Escóndete en la ciudad y espera a que el hijo sopheriene del duque se case. Su esposa sería la madre de la santa. Cuando nazca la niña, cuídala.
Entrénala en artes marciales, debe saber cómo blandir una espada y entrénala en hechizos. Hay un libro escondido en la habitación de la iglesia donde solía vivir la santidad. El libro tiene los hechizos que ayudarían a la pequeña a luchar contra el diablo.
No te preocupes porque tome tiempo, porque Richard solo podría convocar los poderes del demonio. El demonio solo podría regresar cuando la sangre de la duquesa la traicionara.
Si tan solo la familia de la duquesa no la traicionara, el demonio nunca regresaría. Madre, sé que estoy pidiendo demasiado. Sé que si abres la boca, morirás como yo, dejando a mi hija sola. Pero eso ya no importa. Penny sobreviviría sola, pero tú… tú necesitas cargar con la responsabilidad de guiar a la niña en el túnel oscuro.
Tienes que informar a su madre aunque no confíen en ti. No será fácil para la duquesa tampoco, pero el duque dijo que su hijo es fuerte y estaría listo para el sacrificio.

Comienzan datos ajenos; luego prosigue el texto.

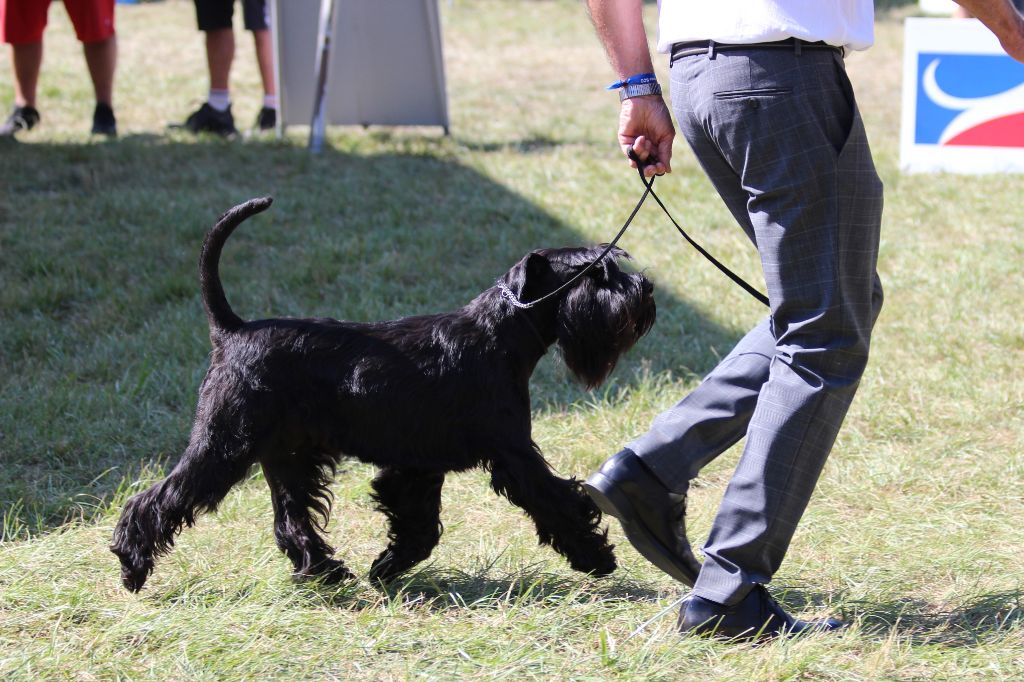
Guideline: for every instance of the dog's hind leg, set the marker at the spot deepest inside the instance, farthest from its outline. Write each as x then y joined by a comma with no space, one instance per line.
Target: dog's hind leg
301,510
152,519
565,517
412,502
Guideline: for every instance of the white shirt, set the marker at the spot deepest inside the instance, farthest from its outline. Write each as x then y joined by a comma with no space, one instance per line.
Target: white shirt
849,24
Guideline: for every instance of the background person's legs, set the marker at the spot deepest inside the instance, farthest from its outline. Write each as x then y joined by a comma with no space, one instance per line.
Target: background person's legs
256,15
22,26
28,61
93,20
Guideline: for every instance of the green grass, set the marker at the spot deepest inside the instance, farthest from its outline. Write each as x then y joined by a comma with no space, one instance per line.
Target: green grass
914,533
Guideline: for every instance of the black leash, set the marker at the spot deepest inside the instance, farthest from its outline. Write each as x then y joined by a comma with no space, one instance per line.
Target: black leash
704,252
648,189
514,300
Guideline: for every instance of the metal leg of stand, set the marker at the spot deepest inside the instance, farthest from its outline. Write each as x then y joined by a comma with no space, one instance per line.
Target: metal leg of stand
317,125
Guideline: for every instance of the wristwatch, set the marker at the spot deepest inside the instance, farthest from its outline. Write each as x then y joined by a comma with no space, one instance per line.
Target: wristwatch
638,90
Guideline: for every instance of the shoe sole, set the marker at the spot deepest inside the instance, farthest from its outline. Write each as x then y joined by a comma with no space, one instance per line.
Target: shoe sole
610,500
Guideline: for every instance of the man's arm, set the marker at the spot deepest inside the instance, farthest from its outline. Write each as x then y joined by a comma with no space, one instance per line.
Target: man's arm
644,123
1001,18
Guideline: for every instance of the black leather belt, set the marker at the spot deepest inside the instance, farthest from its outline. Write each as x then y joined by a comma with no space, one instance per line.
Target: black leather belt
710,47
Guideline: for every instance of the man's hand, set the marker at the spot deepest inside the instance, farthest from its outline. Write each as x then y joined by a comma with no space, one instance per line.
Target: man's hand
1001,18
644,124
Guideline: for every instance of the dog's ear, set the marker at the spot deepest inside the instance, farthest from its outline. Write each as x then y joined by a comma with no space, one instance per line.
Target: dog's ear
527,274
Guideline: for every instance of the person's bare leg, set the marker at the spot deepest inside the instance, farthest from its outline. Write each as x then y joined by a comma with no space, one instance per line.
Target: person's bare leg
102,60
27,59
264,56
219,54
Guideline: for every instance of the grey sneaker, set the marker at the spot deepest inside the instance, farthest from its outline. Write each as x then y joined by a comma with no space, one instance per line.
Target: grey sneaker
22,118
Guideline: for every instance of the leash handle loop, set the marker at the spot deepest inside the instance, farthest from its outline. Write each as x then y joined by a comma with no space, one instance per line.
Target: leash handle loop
649,184
509,295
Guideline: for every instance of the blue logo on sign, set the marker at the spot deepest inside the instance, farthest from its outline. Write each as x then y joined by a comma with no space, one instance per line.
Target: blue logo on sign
969,99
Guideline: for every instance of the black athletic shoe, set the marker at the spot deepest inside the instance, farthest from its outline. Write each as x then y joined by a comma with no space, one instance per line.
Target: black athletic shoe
22,118
103,122
266,119
207,119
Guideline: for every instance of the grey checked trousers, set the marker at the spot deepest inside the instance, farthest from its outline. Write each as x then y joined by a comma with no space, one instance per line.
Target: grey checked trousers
778,133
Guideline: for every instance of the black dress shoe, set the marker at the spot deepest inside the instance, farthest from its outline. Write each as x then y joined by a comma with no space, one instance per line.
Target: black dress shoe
757,616
652,517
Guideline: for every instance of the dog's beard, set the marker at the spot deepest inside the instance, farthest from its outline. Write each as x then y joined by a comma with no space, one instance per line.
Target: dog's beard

Incluso dijo que ama mucho a Garry. Y lamentaba no haber elegido a la mujer adecuada para casarse. Lo siente por su hijo. Si alguna vez conoces al futuro duque, dile que su padre lo amaba mucho y que solo su hija traería de vuelta la luz.
Adiós, madre».
La espalda de Garry tembló mientras las lágrimas comenzaban a caer de sus ojos. La carta le quemaba los dedos, pero no podía soltarla.
También amaba a su padre. Pero nunca tuvo la oportunidad de expresarlo. Miró al cielo y gritó con fuerza,
—¿Cuántos sacrificios debo hacer? ¿Cuánto sacrificio necesitas para dejarnos vivir?